Why Gauges and Dials Don’t Work for KPIs, Take Two

by Stacey Barr |

Measure Up reader, Rick, opened up this debate again on my first post about whether gauges and dials can work for KPIs with this claim: “When it comes to KPI’s that are not time related gauges still can give fast insights to performance.” And a few other readers agreed. But I still don’t.

What KPI isn’t time related? Well, a few examples given by more Measure Up readers suggest:

  • “You can measure your current percentage and compare it with a target, which is not time-related.”
  • “In our line of business we also offer solutions for Trading Companies, which are highly interested in their (long-term) risk position. They want to know if it’s good any given moment in time, and not compared to previous or upcoming periods.”
  • “There is a difference between snap shot performance indicators and those that show trends and they are to be used for two completely different things. When driving, I want to quickly see how much gasoline I have left, and only want to see the trends when analyzing the performance of my car.”
  • “A good dial, representing the degree of timely progress on the objective stated in a given month (period) gives a shocking first visual input…”

Even Bernard Marr’s story about how jet fighter performance makes use of gauges for real-time immediate decision making seems to support these views.

But is immediate decision making the same as performance measurement?

I want to focus on this assumption that there is such a thing as a KPI or performance measure that is not time-related or where historic information is not relevant.

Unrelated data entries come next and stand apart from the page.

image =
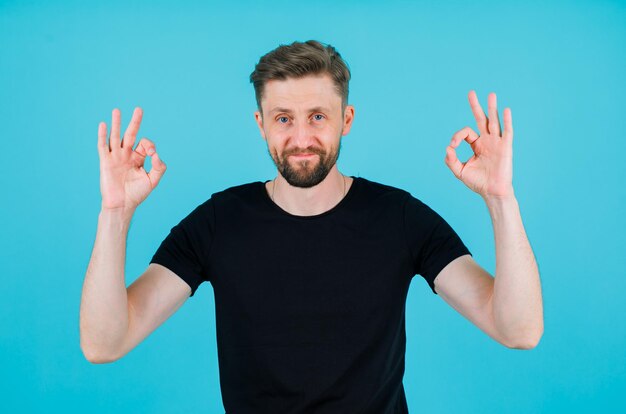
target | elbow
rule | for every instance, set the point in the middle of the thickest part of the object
(96, 356)
(526, 342)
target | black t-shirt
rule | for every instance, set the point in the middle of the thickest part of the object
(310, 309)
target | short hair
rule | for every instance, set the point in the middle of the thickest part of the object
(301, 59)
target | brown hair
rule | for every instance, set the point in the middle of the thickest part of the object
(300, 59)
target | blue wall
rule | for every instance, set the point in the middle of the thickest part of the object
(559, 65)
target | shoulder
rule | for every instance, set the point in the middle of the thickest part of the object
(379, 191)
(240, 191)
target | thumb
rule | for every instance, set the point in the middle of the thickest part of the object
(157, 170)
(452, 161)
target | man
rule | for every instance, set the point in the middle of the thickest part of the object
(310, 270)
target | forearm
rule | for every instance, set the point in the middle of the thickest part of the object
(517, 302)
(104, 301)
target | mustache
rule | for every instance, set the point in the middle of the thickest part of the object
(308, 150)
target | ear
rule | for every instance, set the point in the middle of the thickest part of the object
(258, 117)
(348, 117)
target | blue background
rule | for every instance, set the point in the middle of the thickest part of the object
(559, 65)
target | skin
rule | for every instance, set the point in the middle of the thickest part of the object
(115, 319)
(301, 116)
(509, 307)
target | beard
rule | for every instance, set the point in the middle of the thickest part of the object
(306, 173)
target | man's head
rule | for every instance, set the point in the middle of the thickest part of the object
(298, 60)
(302, 91)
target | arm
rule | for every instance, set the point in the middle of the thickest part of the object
(114, 319)
(509, 308)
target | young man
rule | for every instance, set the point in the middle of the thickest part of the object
(310, 270)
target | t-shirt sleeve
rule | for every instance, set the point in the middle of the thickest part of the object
(432, 242)
(185, 250)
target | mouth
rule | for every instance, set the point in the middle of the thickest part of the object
(303, 155)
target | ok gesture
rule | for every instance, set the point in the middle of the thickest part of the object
(124, 183)
(489, 172)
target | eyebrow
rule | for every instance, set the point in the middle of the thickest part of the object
(289, 111)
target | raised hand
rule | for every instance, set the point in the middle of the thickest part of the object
(124, 183)
(489, 172)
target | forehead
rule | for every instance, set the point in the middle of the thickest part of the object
(318, 90)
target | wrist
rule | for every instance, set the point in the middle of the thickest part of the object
(116, 215)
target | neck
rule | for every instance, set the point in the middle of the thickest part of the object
(309, 201)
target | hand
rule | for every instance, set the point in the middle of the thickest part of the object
(124, 183)
(489, 172)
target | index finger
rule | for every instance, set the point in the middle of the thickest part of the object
(479, 114)
(133, 128)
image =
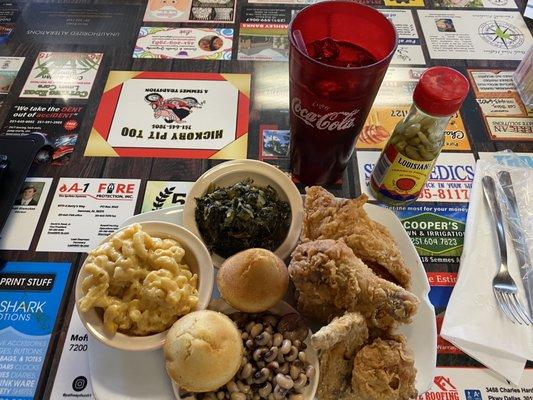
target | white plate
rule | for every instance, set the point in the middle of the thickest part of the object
(281, 308)
(421, 334)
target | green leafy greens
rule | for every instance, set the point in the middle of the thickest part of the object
(242, 216)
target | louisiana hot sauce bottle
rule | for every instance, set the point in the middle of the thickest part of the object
(410, 154)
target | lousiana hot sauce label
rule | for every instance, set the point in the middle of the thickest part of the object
(398, 176)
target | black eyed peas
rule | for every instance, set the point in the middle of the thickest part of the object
(274, 366)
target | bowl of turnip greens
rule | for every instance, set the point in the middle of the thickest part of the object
(244, 204)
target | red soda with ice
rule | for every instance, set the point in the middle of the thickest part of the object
(333, 82)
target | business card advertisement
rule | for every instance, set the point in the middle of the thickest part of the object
(436, 231)
(85, 211)
(31, 295)
(470, 383)
(72, 378)
(273, 143)
(386, 3)
(81, 24)
(475, 35)
(442, 284)
(60, 123)
(9, 12)
(62, 75)
(20, 226)
(185, 43)
(509, 4)
(271, 86)
(5, 32)
(164, 194)
(522, 160)
(505, 115)
(391, 106)
(449, 182)
(263, 34)
(409, 50)
(190, 11)
(9, 68)
(172, 115)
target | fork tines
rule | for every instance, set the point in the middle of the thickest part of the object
(512, 308)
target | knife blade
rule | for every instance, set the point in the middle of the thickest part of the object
(519, 238)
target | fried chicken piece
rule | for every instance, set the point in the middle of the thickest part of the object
(327, 273)
(384, 370)
(327, 217)
(338, 344)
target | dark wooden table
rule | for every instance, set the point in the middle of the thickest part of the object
(119, 58)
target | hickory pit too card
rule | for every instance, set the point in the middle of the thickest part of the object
(172, 115)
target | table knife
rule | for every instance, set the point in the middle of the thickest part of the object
(518, 236)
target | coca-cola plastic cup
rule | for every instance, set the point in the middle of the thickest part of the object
(333, 83)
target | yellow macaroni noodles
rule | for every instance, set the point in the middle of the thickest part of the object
(139, 282)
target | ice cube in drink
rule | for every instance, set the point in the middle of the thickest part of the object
(340, 53)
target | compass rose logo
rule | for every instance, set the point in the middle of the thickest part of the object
(501, 34)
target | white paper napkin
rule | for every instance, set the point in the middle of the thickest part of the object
(473, 321)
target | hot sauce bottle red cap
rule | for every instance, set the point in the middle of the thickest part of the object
(440, 91)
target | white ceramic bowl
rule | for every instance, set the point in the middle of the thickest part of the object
(263, 174)
(196, 256)
(281, 308)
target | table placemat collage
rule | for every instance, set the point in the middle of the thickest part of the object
(139, 98)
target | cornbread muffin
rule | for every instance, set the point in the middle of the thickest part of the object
(253, 280)
(203, 351)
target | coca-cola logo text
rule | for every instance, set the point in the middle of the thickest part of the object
(333, 121)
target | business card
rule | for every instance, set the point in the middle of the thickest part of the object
(273, 143)
(172, 115)
(449, 182)
(409, 50)
(437, 232)
(31, 295)
(9, 68)
(190, 11)
(85, 211)
(184, 43)
(505, 115)
(59, 122)
(81, 24)
(263, 34)
(475, 35)
(164, 194)
(62, 75)
(72, 378)
(22, 221)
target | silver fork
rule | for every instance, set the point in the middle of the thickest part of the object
(503, 285)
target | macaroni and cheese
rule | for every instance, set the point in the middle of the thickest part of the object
(140, 283)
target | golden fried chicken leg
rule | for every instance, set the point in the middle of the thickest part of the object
(330, 280)
(338, 343)
(384, 370)
(327, 217)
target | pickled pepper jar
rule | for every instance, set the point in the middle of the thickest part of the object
(410, 154)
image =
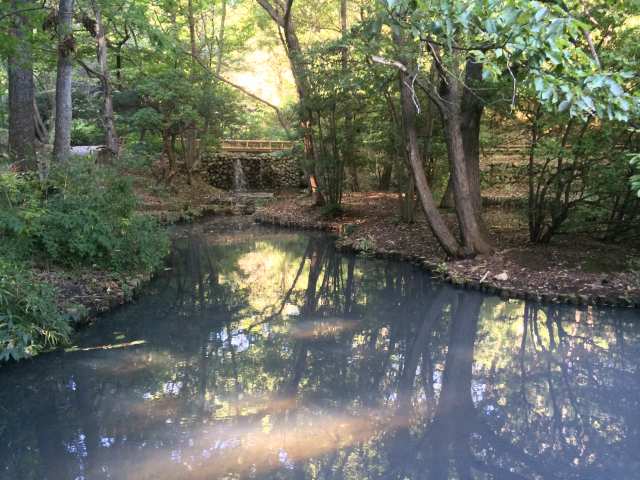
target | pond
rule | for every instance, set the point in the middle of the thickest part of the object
(264, 353)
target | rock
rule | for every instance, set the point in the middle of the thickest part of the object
(501, 277)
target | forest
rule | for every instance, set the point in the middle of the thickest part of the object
(459, 120)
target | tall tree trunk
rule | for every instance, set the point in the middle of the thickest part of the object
(440, 229)
(112, 143)
(348, 153)
(472, 109)
(223, 16)
(41, 131)
(62, 140)
(301, 78)
(191, 152)
(21, 92)
(474, 235)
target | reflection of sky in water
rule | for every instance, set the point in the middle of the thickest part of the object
(316, 395)
(239, 340)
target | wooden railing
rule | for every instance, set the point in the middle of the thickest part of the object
(255, 146)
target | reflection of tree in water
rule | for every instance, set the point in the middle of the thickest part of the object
(376, 373)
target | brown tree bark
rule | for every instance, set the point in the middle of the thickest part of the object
(21, 92)
(348, 152)
(282, 17)
(112, 143)
(64, 111)
(223, 17)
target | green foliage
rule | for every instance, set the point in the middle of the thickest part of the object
(86, 133)
(29, 318)
(84, 215)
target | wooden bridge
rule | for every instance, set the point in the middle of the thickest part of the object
(255, 146)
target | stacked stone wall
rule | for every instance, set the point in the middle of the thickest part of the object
(261, 172)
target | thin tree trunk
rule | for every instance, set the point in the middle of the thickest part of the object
(21, 92)
(447, 200)
(349, 137)
(440, 229)
(300, 75)
(474, 235)
(191, 133)
(41, 131)
(223, 16)
(112, 143)
(472, 109)
(64, 114)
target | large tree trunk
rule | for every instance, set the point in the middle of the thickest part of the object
(301, 78)
(223, 16)
(348, 152)
(440, 229)
(466, 186)
(112, 143)
(21, 92)
(191, 152)
(473, 236)
(62, 140)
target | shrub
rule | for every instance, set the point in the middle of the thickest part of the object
(83, 216)
(29, 318)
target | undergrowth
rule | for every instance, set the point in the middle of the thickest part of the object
(83, 216)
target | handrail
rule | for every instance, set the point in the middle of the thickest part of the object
(255, 145)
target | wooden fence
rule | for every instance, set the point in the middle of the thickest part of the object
(255, 146)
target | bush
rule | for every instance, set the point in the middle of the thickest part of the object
(29, 318)
(83, 216)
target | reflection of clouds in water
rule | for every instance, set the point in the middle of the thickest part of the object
(246, 448)
(239, 340)
(322, 327)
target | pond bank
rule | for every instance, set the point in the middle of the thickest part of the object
(86, 293)
(575, 270)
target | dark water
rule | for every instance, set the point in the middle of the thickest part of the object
(265, 354)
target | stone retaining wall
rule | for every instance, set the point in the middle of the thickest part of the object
(262, 172)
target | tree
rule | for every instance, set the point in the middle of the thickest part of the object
(21, 89)
(471, 43)
(281, 14)
(64, 107)
(112, 143)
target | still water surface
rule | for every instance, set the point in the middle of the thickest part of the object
(265, 354)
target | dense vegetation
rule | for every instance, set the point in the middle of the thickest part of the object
(399, 95)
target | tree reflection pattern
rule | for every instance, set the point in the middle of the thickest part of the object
(270, 355)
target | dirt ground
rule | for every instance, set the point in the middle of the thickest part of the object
(571, 268)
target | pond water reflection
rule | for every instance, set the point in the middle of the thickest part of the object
(266, 354)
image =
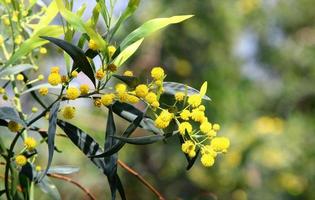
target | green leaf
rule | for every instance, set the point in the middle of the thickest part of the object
(79, 25)
(131, 81)
(127, 52)
(16, 69)
(10, 114)
(141, 140)
(172, 88)
(51, 135)
(79, 59)
(34, 41)
(147, 28)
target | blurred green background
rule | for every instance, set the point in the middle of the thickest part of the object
(258, 59)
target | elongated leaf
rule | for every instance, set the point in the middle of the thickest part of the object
(130, 113)
(47, 186)
(63, 170)
(79, 59)
(16, 69)
(127, 52)
(119, 144)
(147, 28)
(141, 140)
(10, 114)
(173, 87)
(51, 135)
(34, 41)
(78, 24)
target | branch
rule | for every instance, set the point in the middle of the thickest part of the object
(86, 191)
(141, 179)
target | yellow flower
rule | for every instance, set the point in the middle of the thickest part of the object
(216, 127)
(120, 88)
(18, 39)
(30, 143)
(38, 168)
(74, 73)
(99, 74)
(20, 77)
(179, 96)
(157, 73)
(43, 91)
(1, 40)
(84, 89)
(72, 93)
(205, 127)
(132, 99)
(20, 160)
(185, 114)
(41, 77)
(42, 50)
(220, 144)
(207, 160)
(54, 79)
(107, 99)
(183, 127)
(151, 97)
(128, 73)
(68, 112)
(194, 100)
(93, 45)
(13, 126)
(197, 115)
(142, 90)
(111, 50)
(54, 69)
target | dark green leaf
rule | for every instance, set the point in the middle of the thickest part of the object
(51, 135)
(10, 114)
(131, 81)
(80, 61)
(141, 140)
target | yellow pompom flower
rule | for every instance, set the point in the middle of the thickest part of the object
(183, 127)
(42, 50)
(72, 93)
(220, 144)
(207, 160)
(93, 45)
(30, 143)
(120, 88)
(151, 97)
(54, 79)
(20, 77)
(205, 127)
(194, 100)
(74, 73)
(157, 73)
(179, 96)
(142, 90)
(197, 115)
(43, 91)
(68, 112)
(14, 126)
(128, 73)
(107, 99)
(99, 74)
(18, 39)
(185, 114)
(216, 127)
(20, 160)
(111, 50)
(84, 89)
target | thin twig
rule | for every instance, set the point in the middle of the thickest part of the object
(141, 179)
(86, 191)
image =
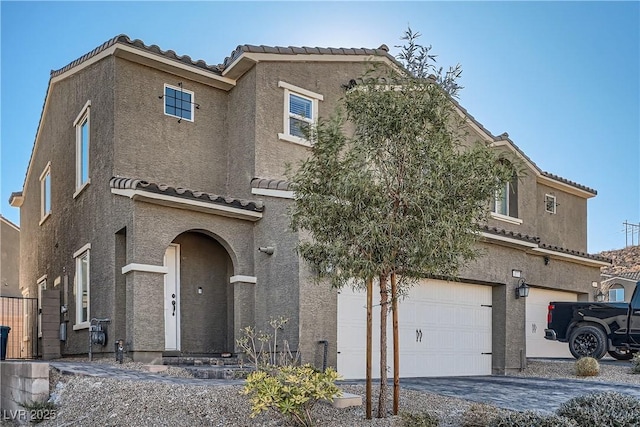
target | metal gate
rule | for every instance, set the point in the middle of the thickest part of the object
(21, 315)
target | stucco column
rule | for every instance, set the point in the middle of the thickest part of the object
(244, 305)
(145, 313)
(509, 337)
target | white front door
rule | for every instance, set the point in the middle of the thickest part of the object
(172, 298)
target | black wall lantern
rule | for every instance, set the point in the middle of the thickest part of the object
(522, 290)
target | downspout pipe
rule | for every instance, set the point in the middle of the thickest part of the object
(325, 343)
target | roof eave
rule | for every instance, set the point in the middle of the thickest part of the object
(246, 60)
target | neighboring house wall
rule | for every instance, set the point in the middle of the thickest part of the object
(10, 266)
(626, 281)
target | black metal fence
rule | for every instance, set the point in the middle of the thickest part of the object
(21, 315)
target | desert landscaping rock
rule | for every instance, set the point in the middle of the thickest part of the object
(115, 401)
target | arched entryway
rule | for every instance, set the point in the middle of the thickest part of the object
(198, 308)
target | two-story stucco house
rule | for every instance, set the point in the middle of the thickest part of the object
(156, 197)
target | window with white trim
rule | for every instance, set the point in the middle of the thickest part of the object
(42, 286)
(82, 125)
(550, 203)
(505, 201)
(178, 102)
(82, 287)
(300, 114)
(45, 193)
(616, 293)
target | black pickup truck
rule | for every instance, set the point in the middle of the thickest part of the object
(595, 328)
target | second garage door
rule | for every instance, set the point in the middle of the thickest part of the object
(536, 322)
(444, 328)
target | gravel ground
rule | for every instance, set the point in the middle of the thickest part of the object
(87, 401)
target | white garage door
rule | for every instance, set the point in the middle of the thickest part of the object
(444, 330)
(536, 322)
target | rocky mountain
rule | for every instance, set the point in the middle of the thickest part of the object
(625, 260)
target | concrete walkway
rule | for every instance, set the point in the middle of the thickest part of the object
(113, 371)
(516, 393)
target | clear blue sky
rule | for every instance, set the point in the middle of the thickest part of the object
(562, 78)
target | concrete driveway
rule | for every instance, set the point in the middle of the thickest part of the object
(515, 393)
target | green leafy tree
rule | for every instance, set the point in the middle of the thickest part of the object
(392, 190)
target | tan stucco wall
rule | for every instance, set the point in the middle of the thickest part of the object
(155, 147)
(10, 264)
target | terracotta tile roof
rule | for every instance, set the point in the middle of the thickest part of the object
(305, 50)
(272, 184)
(635, 275)
(510, 234)
(505, 137)
(184, 193)
(534, 239)
(566, 181)
(139, 44)
(576, 253)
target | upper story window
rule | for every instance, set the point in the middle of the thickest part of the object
(82, 125)
(178, 102)
(550, 203)
(505, 202)
(45, 193)
(42, 286)
(616, 293)
(300, 113)
(82, 287)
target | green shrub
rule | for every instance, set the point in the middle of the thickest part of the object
(603, 410)
(423, 419)
(291, 390)
(531, 419)
(635, 364)
(587, 367)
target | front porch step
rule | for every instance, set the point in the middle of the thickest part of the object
(222, 372)
(201, 361)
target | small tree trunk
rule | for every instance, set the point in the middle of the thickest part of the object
(382, 398)
(369, 346)
(396, 345)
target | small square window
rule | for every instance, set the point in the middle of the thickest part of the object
(178, 102)
(550, 203)
(300, 113)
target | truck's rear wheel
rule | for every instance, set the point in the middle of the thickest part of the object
(588, 341)
(621, 355)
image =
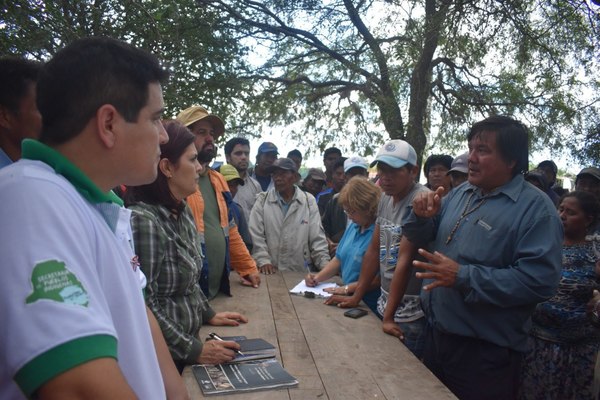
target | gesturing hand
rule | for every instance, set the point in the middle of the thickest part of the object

When you want to make an immediate decision about something as operational as whether or not you need to put fuel in your car, take advantage of stock market fluctuations, or keep your fighter jet in the air, you are working IN your process.

You’re doing the work itself. And often, immediate information is necessary for you to do the work well. But that information is not performance measurement.

Performance measurement is about working ON your process. It’s about taking a broader view to understand your process’s capability and how far that capability is from your targets. You can’t do that with snapshot information.

You can’t do it, because to get a measure of process capability, you need to understand the pattern of variability in performance over time. You also need to understand a measure’s pattern of variability before you can know how far from target it truly is.

Knowing what a particular statistic or measure is at a single point in time does not tell you this. In fact, those who rely on point-in-time snapshots as indicators of performance end up tampering with their process and making performance worse.

And on whether gauges and dials are suitable for displaying anything, let alone performance measures, you really should be taking Stephen Few’s advice. He’s given more time and focus and intellect to understand these things than anyone else I know of.


What are your thoughts about whether there is any such thing as a snapshot KPI or performance measure, where variability and change over time don’t matter?